Contributed by Michael Cost
President Trump’s crackdown on illegal immigration is motivating many migrants and refugees to move to Canada rather than the United States over the fear of deportation.
According to Canadian officials, there have been a record number of arrivals in a small border town known as Emerson, Canada, and this is apparently happening across Canada.
Immigration agreements between the U.S. and Canada prohibits asylum seekers from seeking asylum in Canada if they have first arrived in the U.S., but that only applies if they go through the legal checkpoints at the border, airports, and train stations.

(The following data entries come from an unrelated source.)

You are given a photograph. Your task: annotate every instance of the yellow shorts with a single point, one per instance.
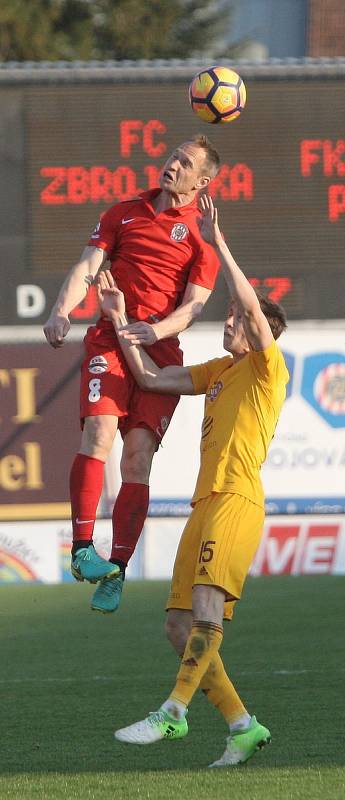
(216, 548)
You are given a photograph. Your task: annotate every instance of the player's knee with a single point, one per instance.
(97, 437)
(177, 632)
(136, 466)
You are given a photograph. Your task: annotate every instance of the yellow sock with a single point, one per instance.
(202, 646)
(219, 690)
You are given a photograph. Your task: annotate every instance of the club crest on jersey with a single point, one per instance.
(179, 232)
(97, 365)
(95, 232)
(213, 392)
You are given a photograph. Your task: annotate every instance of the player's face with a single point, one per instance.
(234, 339)
(184, 171)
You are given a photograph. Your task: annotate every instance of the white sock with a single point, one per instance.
(240, 724)
(174, 708)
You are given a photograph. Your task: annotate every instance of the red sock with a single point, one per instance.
(130, 512)
(86, 482)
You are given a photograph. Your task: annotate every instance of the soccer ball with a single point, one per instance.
(217, 94)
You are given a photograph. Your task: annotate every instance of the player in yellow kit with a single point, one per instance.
(244, 395)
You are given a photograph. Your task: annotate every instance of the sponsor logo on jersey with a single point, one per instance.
(206, 427)
(97, 365)
(213, 392)
(179, 232)
(95, 232)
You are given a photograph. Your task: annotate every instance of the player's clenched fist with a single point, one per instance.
(56, 329)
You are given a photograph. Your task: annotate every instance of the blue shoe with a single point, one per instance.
(87, 565)
(108, 594)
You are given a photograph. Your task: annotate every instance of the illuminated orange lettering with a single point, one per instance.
(124, 183)
(241, 182)
(128, 135)
(232, 183)
(152, 127)
(332, 157)
(101, 183)
(308, 155)
(336, 201)
(153, 174)
(49, 194)
(279, 287)
(220, 186)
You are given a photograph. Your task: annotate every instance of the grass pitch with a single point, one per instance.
(69, 677)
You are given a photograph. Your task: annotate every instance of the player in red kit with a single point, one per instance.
(166, 272)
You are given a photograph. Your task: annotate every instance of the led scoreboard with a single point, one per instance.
(70, 148)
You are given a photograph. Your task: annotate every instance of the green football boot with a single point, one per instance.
(158, 725)
(87, 565)
(107, 596)
(241, 745)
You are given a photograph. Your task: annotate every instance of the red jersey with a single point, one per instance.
(154, 256)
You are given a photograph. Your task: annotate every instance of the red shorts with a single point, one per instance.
(108, 387)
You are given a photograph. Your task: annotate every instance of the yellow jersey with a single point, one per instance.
(242, 406)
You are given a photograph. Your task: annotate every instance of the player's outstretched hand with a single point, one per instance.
(110, 297)
(208, 223)
(56, 329)
(139, 333)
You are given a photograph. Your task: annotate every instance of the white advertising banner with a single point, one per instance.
(291, 545)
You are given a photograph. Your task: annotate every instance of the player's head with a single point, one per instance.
(235, 340)
(191, 167)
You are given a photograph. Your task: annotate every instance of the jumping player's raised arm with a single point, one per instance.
(72, 292)
(168, 380)
(256, 326)
(193, 301)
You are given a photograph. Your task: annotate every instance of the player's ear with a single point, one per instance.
(202, 182)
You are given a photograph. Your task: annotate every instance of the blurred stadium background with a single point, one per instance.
(93, 97)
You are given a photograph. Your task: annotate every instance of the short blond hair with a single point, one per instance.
(212, 160)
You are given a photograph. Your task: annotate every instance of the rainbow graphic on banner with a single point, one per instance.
(14, 570)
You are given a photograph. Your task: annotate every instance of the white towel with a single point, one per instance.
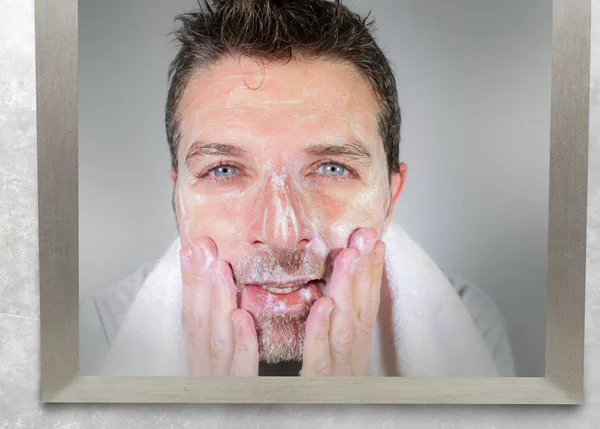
(432, 333)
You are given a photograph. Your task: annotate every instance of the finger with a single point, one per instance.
(365, 323)
(223, 305)
(197, 295)
(245, 355)
(316, 359)
(342, 316)
(365, 307)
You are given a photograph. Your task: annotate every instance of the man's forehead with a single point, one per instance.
(242, 83)
(304, 98)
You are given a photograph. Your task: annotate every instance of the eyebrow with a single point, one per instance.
(200, 148)
(352, 149)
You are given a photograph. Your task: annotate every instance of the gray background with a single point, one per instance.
(474, 85)
(19, 306)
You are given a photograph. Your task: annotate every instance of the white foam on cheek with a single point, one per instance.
(306, 294)
(181, 205)
(281, 307)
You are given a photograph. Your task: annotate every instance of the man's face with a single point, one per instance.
(278, 165)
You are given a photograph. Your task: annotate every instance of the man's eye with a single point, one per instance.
(332, 169)
(224, 171)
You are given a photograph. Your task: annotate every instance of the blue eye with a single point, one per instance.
(332, 169)
(224, 171)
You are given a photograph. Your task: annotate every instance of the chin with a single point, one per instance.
(281, 337)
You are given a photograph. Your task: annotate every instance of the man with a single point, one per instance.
(284, 128)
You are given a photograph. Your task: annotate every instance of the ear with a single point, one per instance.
(397, 186)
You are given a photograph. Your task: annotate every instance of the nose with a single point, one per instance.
(279, 218)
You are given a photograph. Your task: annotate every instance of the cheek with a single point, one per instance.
(203, 216)
(341, 218)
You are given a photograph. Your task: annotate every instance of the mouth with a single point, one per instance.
(287, 287)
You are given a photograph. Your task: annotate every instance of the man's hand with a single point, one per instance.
(221, 338)
(339, 329)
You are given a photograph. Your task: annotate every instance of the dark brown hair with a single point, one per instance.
(280, 30)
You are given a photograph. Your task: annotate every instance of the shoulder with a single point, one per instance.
(101, 315)
(489, 322)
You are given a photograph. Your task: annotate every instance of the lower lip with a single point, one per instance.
(259, 301)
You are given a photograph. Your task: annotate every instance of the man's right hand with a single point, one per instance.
(221, 338)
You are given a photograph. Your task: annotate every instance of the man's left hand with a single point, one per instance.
(339, 328)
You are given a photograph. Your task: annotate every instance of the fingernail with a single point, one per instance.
(187, 253)
(326, 310)
(198, 252)
(366, 246)
(379, 253)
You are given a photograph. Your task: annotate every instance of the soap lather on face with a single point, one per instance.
(279, 192)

Instead, they are now sneaking across into Canada through farmers’ fields, sometimes getting lost and wandering through extreme weather conditions.
Rita Chahal, an executive director of the Manitoba Interfaith Immigration Council, said people are coming from Djibouti, Ghana, Nigeria and Somalia. She described the situation as a “big surge coming across the border.”
Forhan Ahmed, 36, made it to America from Somalia through the state of Texas, where he was handcuffed and detained until his Asylum request was heard in court. Eventually, that asylum request was denied by a United States panel and he was released under supervision until his deportation could be arranged.
Under President Trump’s new travel restrictions from seven terror-related middle eastern countries, Ahmed feared deportation and fled to Canada. On the day of Trump’s inauguration, Ahmed claims to have begun his journey northward to Canada via a bus to Minnesota. From there, he made the frigid trek through the forest and into Canada.
“I decided to try my luck in Canada to ask for protection because if I were deported to Somalia I would surely be killed,” Ahmed said. “That night it was very, very cold. My hands were frozen. I couldn’t feel my feet,” recounts Ahmed.
He claimed he left his wife and three children behind in Somalia.